Current Attorney General Schneiderman has been deliberately unhurried in the release of the emails.  Rather than turn over the emails upon a court order issued in May 2012, the attorney general filed an appeal in an attempt to stonewall the proceedings. The obstruction put forth by the attorney general came only after Spitzer complained the Schneiderman was not aggressive enough in his efforts to block release of the emails and questioned Schneiderman’s abilities as a lawyer.

According to a New York Law Journal story, Spitzer said he was “substantially disappointed” in Schneiderman’s lack of action against the court order which “to go uncontested is just poor litigation and makes me wonder about the skills with which (Schneiderman is) handling other cases these day.”
What brand of Spitzer-induced vitriol towards Greenberg is contained in the emails can only be guessed at.  Reveling in his reputation as “Sheriff of Wall Street,” Spitzer excelled only at blackmailing businessmen into guilty pleas with the threat of ruining their company’s stock value through leak and investigation. When it came to going to court, Spitzer was not so good – he lost more than 80% of his prosecutions against those stout enough to go to trial in the face of his bully tactics. 
When former US Ambassador John Whitehead, a titan of Wall Street, wrote in defense of his friend, AIG’s Hank Greenberg, in the Wall Street Journal, Spitzer called Whitehead to threaten him saying, “It’s now a war between us and you’ve fired the first shot,” Whitehead quoted Spitzer as saying. “I will be coming after you. You will pay the price. This is only the beginning and you will pay dearly for what you have done. You will wish you had never written that letter.” FOX TV host Sean Hannity also reported a threatening foulmouthed phone call from the attorney general. 
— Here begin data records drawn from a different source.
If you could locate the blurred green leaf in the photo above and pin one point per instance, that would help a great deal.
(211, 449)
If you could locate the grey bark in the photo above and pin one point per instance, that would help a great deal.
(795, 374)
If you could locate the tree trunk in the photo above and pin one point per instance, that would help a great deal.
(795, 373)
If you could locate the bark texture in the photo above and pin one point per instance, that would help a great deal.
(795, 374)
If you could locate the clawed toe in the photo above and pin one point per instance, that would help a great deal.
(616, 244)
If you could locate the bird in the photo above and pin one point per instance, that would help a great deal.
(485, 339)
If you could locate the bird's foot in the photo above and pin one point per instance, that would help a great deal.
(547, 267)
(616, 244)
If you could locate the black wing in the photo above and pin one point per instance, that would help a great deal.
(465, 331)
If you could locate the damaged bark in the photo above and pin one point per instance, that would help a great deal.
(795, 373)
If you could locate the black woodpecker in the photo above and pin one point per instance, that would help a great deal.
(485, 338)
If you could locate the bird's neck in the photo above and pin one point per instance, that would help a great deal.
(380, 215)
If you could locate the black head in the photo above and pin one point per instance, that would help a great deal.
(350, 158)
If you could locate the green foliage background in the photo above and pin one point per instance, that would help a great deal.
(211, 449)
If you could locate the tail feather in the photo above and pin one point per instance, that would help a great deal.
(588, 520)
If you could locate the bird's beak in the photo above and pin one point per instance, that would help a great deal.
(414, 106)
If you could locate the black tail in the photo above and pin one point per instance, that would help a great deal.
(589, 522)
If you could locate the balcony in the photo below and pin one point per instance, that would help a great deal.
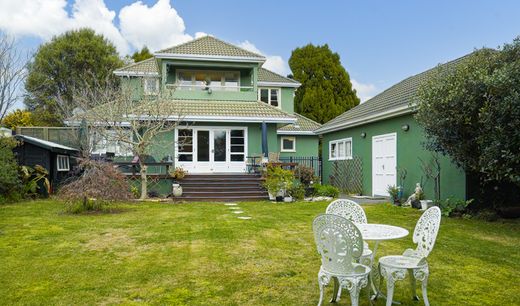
(213, 92)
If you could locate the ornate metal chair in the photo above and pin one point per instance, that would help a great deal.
(394, 268)
(340, 244)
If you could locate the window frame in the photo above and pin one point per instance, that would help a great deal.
(145, 86)
(65, 161)
(293, 139)
(347, 154)
(269, 89)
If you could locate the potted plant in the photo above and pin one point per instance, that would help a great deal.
(393, 191)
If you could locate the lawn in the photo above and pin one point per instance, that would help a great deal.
(201, 254)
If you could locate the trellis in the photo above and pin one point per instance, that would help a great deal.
(347, 175)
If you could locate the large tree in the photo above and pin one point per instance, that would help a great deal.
(471, 112)
(75, 57)
(326, 90)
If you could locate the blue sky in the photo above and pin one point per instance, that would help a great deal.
(380, 42)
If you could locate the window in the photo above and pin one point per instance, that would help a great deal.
(202, 79)
(340, 149)
(151, 86)
(288, 144)
(270, 96)
(63, 163)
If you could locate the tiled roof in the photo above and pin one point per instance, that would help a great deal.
(398, 97)
(210, 46)
(265, 75)
(145, 67)
(303, 124)
(222, 110)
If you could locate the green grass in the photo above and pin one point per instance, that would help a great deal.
(201, 254)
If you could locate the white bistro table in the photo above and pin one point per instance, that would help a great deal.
(378, 233)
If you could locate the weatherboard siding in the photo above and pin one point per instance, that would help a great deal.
(409, 149)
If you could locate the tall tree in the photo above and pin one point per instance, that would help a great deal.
(75, 57)
(326, 90)
(12, 73)
(471, 112)
(142, 55)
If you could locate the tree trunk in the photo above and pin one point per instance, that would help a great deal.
(144, 180)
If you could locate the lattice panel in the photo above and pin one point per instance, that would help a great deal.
(347, 175)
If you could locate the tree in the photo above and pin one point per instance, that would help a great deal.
(19, 117)
(113, 115)
(142, 55)
(75, 57)
(471, 112)
(326, 90)
(12, 73)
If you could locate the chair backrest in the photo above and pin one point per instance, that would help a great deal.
(347, 209)
(426, 231)
(339, 243)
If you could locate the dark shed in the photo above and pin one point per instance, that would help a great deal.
(59, 160)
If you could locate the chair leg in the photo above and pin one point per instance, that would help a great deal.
(412, 284)
(425, 290)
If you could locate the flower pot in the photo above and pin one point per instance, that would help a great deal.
(176, 190)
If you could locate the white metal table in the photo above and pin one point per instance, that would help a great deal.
(378, 233)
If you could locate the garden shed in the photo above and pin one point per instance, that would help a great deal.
(59, 160)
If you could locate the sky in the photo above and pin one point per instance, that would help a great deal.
(379, 42)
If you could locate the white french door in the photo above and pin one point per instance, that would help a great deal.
(384, 163)
(211, 149)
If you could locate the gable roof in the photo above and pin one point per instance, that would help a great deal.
(209, 47)
(303, 126)
(394, 101)
(49, 145)
(147, 67)
(269, 78)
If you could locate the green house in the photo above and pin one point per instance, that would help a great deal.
(234, 109)
(384, 141)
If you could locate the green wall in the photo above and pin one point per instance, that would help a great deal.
(306, 146)
(409, 150)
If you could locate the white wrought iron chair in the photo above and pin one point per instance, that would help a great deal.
(340, 244)
(394, 268)
(352, 211)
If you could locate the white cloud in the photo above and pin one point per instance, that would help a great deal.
(273, 62)
(364, 91)
(157, 27)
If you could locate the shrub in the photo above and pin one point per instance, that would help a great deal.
(10, 184)
(278, 179)
(305, 175)
(297, 191)
(326, 190)
(98, 187)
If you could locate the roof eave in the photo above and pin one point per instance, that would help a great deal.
(211, 58)
(399, 111)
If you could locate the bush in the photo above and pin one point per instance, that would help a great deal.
(10, 183)
(305, 175)
(98, 187)
(326, 191)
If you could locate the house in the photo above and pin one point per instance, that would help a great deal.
(57, 159)
(387, 142)
(234, 108)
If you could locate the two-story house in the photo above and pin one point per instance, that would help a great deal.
(234, 107)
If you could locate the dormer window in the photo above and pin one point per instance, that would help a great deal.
(270, 96)
(151, 86)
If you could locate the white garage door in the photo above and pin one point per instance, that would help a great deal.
(384, 163)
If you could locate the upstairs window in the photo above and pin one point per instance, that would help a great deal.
(340, 149)
(204, 79)
(270, 96)
(151, 86)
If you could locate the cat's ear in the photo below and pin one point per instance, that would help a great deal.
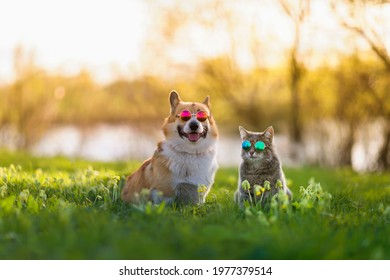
(174, 99)
(207, 101)
(243, 132)
(269, 133)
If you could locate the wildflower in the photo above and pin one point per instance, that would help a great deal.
(258, 190)
(245, 185)
(202, 189)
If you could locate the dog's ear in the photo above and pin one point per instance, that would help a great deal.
(269, 133)
(174, 99)
(207, 101)
(243, 132)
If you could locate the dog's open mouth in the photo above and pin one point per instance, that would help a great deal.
(193, 136)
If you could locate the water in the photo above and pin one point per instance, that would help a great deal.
(104, 142)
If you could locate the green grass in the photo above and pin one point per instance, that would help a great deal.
(71, 209)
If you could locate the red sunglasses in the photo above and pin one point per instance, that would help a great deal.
(186, 115)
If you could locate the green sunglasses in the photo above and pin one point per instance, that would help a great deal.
(259, 145)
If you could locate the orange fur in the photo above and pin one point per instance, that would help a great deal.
(156, 174)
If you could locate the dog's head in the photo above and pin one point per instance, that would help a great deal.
(190, 126)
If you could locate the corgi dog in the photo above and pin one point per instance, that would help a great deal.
(184, 160)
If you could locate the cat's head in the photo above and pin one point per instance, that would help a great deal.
(256, 145)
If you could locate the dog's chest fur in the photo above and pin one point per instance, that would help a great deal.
(196, 169)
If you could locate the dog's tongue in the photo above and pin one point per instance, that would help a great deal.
(193, 136)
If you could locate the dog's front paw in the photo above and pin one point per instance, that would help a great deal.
(186, 194)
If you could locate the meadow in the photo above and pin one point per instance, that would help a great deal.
(58, 208)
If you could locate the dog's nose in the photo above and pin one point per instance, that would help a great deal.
(194, 126)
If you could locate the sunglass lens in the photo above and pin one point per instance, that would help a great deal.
(201, 116)
(185, 115)
(246, 145)
(259, 145)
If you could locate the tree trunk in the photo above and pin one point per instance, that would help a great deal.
(346, 149)
(383, 160)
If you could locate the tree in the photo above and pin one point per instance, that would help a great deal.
(359, 20)
(298, 14)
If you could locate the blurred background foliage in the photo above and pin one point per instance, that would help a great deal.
(294, 96)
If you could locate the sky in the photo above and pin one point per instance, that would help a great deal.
(109, 37)
(102, 36)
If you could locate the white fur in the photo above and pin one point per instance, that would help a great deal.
(191, 164)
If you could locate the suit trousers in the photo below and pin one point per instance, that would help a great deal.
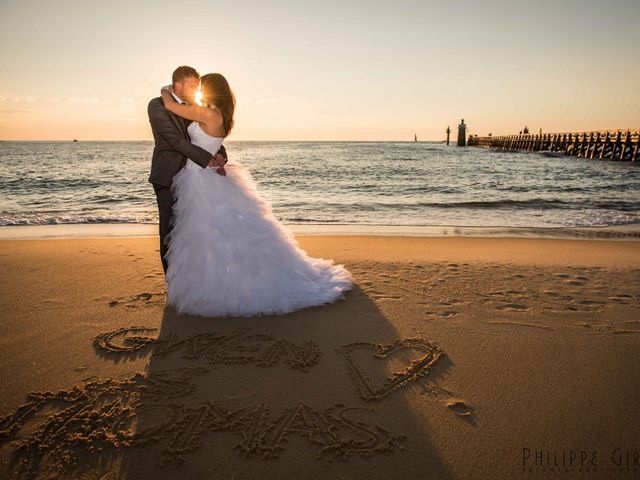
(165, 202)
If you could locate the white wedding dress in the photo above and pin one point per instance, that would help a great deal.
(228, 255)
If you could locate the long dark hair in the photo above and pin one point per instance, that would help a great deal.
(216, 91)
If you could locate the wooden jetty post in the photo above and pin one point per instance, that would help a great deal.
(462, 132)
(617, 145)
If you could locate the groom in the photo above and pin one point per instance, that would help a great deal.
(173, 147)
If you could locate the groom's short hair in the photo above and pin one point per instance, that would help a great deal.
(183, 72)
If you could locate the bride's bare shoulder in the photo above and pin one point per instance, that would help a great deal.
(214, 120)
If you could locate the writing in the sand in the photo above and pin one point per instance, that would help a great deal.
(97, 419)
(238, 347)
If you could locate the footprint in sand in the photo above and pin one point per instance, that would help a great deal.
(459, 408)
(145, 299)
(514, 307)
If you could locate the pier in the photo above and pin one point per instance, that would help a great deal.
(618, 145)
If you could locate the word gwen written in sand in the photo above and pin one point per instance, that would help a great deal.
(78, 429)
(239, 347)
A juicier indication of what may lie in the sought-after files came by way of another former New York Attorney General, Dennis Vacco. Last July, in an affidavit, Vacco recalled an incident from September 2004, before the civil lawsuit was filed, in which Spitzer “gratuitously made several derogatory, deeply personal and highly inappropriate expletive-laden comments about Maurice R. Greenberg and his son Jeffrey W. Greenberg.”
Vacco went public with his story after hearing allegations that Spitzer’s civil case may have been more personal than professional. “I’m now motivated about my concern over these emails and I don’t think we ought to have government officials who are prosecutors and law enforcement officials being able to conduct business in a shadowy fashion,” Vacco told CNBC upon filing the affidavit.  “I believe if these charges were unfounded and politically motivated and now you add to it that there might have been some shadowy e-mail accounts that helped advance the investigation during the investigation, I think that is inappropriate.”
At the time of the Vacco affidavit, CNBC’s Maria Bartiromo nailed Spitzer in an interview in which it was revealed that Spitzer threatened the law firm used by Hank Greenberg’s to represent him. Spitzer continues to insist that Greenberg is guilty of fraud when no state or Federal court has reached any such judgment.
“When you act like the judge, the jury and the executioner, it’s important for our viewers to understand what went on and give people the benefit of the doubt if in fact there is no evidence supporting that,” Bartiromo told Spitzer.
The issue will come to a head on February 15, when, unless Schneiderman comes forth with an appeal, Judge Cahill’s order to render the delivery of the emails will be imminent. Perhaps Hank Greenberg will get his Valentine’s Day present, albeit a day late.  For Spitzer, Valentine’s Day might best be spent rounding up the girls and hiking up the black socks, it could be a hell of a hangover.